The book starts off very strong with a story called "The Vision," which begins with the narrator recalling a friend of his from grade school who never took off his superhero costume, only to discover that in adulthood the boy (having abandoned his altar ego) has moved in next door. The narrator attends the Vision's party, where they play the party game Mafia. It's a pleasantly melancholy investigation of what games and play mean to adults and children, and Men and Cartoons is at its best when its absurdity and strangeness is complemented by these small, disaffected moments. The best of the bunch are "Vivian Relf," about a man and woman who keeping meeting by accident, and "The Glasses," which is nothing but a conversation between two opticians about why a customer's glasses seem to be smudging all the time.
By contrast, the strangest stories in the compilation usually fall flat, such as "The Dystopianist, Thinking of His Rival, is Interrupted by a Knock at the Door," or "Super Goat Man," about a superhero who upon his retirement takes up teaching at a small Northeastern college. The gimmicks here are clever, but the disconnect from any real human emotion is simply too strong. No wonder, then, that "The Spray" retains that strangeness but works in quite simple a fashion--it's about a spray that creates an image of anything that you have lost or forgotten, whether it be a stolen television set or an ex-boyfriend. (Also, it's the clearest connection that Lethem makes to Philip K. Dick, whose influence seems to be all over the place.) An excerpt:
I jumped up. "If you spray me I'll spray you," I shouted. The spray hit me as I moved across the room. The wet mist fell behind me , like a parachute collapsing in the spot where I'd been, but enough got on me. An image of Lucinda formed, glowing and salmon-colored.
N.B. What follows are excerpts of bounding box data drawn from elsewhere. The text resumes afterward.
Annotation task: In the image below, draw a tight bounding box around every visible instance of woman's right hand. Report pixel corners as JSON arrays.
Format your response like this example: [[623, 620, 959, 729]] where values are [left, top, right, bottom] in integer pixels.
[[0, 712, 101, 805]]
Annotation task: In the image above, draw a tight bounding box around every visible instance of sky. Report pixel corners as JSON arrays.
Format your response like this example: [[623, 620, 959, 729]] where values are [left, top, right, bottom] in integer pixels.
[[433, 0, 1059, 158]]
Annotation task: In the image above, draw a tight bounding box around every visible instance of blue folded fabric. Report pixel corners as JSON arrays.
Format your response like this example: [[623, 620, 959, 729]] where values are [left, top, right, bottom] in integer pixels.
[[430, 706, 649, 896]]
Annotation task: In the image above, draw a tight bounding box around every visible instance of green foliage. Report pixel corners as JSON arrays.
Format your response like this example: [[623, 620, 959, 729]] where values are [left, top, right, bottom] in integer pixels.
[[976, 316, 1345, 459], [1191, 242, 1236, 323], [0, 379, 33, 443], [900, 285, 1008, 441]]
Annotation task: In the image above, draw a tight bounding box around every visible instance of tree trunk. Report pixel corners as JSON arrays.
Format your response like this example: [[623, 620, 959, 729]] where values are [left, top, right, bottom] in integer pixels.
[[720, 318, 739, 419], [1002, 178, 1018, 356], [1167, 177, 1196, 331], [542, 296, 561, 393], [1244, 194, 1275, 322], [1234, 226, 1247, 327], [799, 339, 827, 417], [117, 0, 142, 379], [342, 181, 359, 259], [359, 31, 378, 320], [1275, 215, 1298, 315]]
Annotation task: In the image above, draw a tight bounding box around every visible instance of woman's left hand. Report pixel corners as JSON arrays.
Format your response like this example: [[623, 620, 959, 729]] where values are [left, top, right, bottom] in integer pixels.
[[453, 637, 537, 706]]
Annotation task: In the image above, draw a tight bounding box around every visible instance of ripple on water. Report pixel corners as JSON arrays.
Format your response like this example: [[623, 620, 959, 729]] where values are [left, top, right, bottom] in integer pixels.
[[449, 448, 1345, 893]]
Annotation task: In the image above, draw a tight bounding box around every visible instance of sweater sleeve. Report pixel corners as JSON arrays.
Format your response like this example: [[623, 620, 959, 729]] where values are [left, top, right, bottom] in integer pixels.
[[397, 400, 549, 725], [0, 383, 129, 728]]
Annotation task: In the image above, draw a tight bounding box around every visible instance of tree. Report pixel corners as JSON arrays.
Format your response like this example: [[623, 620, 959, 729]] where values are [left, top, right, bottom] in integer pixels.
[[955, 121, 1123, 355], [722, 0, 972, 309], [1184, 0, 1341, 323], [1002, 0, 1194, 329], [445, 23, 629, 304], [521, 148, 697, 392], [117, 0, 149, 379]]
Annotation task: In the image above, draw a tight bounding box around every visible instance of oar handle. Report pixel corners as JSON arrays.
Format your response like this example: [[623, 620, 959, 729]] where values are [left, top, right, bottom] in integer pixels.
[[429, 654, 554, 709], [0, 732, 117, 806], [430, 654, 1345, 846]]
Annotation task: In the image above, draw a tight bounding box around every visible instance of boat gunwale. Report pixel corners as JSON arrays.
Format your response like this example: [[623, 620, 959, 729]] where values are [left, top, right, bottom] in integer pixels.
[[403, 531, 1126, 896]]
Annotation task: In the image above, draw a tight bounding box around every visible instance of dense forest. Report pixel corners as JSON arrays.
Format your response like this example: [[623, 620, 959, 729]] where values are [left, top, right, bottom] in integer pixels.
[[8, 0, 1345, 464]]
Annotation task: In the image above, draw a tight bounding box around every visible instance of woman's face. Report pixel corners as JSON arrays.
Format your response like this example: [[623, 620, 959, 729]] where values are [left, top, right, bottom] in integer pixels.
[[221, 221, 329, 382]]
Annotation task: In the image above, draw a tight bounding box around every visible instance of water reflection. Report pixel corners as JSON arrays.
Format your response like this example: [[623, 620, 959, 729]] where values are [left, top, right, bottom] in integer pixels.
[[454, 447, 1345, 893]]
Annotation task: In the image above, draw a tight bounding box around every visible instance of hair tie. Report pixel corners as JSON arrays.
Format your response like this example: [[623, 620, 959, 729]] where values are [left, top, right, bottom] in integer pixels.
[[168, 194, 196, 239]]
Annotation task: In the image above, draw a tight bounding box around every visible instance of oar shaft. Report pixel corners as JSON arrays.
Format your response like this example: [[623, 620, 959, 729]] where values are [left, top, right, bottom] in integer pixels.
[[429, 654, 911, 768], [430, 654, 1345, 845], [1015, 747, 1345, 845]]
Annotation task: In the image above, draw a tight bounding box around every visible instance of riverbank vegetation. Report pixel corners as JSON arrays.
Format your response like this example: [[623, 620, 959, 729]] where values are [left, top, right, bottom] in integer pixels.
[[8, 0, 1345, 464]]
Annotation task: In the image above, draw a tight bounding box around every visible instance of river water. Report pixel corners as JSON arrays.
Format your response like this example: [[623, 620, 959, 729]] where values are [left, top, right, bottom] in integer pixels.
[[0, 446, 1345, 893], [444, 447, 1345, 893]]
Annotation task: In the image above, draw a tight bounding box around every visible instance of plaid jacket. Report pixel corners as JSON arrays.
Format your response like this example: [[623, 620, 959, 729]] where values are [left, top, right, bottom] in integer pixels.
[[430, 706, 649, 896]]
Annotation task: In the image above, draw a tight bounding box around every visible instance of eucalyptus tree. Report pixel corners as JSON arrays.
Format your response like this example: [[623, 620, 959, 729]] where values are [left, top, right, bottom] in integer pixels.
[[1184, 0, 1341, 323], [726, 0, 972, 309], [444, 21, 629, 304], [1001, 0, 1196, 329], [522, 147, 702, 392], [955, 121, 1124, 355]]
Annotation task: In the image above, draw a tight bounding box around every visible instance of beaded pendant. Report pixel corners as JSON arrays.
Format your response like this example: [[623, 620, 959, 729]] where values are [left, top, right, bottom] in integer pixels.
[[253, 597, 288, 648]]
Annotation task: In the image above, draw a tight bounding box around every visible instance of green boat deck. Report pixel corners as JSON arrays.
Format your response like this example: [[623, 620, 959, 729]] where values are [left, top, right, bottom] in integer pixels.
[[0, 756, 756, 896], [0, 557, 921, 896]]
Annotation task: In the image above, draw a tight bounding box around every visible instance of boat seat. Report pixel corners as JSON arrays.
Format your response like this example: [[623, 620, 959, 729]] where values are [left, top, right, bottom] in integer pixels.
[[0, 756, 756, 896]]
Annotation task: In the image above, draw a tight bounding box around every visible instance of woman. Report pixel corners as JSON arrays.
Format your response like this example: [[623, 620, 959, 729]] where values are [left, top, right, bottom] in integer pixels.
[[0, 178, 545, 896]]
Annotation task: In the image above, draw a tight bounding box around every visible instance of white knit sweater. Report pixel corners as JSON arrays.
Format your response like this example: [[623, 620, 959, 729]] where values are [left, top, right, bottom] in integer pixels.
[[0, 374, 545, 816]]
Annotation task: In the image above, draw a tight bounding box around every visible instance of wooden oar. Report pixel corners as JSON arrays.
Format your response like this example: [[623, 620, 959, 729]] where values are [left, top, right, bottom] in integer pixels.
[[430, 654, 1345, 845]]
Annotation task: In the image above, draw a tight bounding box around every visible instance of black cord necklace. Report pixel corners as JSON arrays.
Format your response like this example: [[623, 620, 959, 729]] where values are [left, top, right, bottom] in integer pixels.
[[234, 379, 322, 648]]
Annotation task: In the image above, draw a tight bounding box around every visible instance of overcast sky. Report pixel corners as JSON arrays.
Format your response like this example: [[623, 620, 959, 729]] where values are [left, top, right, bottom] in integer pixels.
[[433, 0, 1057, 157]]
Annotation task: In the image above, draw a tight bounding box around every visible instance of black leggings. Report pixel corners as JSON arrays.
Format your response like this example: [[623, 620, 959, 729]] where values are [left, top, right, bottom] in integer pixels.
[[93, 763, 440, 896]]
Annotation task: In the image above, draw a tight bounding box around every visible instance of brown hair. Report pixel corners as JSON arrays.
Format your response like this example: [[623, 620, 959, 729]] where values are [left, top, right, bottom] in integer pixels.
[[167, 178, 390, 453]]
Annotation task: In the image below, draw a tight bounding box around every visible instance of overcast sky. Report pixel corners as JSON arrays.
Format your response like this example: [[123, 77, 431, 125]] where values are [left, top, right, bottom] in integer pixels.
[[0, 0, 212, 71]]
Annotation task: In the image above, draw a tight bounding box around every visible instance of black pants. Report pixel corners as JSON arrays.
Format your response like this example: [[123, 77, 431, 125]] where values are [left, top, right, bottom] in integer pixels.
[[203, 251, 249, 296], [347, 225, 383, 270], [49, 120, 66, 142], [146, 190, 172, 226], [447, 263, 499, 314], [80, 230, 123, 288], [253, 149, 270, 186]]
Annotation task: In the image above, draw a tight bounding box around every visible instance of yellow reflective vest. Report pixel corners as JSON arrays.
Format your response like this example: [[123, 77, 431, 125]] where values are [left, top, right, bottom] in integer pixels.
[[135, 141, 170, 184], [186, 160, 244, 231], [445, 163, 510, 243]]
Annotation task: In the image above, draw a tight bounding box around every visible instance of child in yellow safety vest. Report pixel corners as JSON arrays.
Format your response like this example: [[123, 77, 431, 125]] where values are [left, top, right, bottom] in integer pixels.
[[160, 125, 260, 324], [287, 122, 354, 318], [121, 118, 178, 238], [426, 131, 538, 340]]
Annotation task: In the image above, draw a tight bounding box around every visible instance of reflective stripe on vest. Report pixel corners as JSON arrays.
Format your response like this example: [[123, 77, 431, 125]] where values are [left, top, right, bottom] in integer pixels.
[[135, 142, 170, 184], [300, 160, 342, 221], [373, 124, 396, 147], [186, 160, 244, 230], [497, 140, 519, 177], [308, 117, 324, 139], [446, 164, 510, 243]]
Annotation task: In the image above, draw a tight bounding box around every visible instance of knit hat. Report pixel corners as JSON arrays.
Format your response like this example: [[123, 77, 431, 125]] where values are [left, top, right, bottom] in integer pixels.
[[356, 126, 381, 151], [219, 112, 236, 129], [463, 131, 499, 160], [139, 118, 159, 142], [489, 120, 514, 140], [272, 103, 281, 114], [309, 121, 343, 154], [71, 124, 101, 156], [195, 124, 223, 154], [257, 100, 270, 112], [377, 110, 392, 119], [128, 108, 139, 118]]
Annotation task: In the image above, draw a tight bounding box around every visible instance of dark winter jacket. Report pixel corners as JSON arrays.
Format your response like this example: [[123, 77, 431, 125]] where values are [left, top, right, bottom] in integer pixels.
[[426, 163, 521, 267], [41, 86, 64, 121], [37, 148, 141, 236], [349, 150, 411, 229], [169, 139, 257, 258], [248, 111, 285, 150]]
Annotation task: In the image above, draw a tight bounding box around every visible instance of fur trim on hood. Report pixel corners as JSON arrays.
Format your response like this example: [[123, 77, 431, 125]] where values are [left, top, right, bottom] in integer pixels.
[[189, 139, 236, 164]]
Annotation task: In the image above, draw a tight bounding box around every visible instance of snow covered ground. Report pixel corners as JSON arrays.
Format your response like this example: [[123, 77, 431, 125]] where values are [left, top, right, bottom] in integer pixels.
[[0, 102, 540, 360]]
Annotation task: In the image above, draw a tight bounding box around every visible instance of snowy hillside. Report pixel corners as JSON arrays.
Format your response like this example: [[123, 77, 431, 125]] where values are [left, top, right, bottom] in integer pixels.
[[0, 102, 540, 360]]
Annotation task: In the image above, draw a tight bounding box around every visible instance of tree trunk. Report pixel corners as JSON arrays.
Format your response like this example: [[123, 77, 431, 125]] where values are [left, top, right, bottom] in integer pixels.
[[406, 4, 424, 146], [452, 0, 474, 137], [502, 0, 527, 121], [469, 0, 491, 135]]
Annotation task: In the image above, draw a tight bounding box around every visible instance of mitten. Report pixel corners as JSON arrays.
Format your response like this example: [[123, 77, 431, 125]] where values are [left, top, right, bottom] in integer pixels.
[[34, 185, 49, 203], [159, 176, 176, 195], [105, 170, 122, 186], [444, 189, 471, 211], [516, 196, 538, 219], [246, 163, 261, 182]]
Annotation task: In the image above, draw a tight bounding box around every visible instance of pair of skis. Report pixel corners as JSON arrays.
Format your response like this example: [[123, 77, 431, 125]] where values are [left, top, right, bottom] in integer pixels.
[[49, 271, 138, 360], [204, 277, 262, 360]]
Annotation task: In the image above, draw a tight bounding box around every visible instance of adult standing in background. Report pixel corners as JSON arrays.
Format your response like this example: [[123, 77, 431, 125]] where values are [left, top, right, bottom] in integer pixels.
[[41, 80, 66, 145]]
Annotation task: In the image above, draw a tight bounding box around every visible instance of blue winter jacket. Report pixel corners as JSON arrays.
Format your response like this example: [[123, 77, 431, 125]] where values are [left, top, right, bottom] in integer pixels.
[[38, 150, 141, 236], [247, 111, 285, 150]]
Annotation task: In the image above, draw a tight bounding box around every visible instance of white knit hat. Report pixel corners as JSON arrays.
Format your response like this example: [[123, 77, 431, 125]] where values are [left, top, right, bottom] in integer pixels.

Lucinda was naked. Her hair was short, like when we were together. Her head lay on my shoulder, her arms were around my neck, and her body was across my front. My shirt and jacket. Her breasts were mashed against me, but I couldn't feel them. Her knee was across my legs. I jumped backward but she came with me, radiant and insubstantial. I turned my head to see her face. her expression was peaceful, but her little salmon-colored eyelids were half-open.
"Ha!" said Addie. "I told you it would work."
All in all, not a bad collection, and worth the ninety minutes it might take to read. I wouldn't read it before Motherless Brooklyn, though.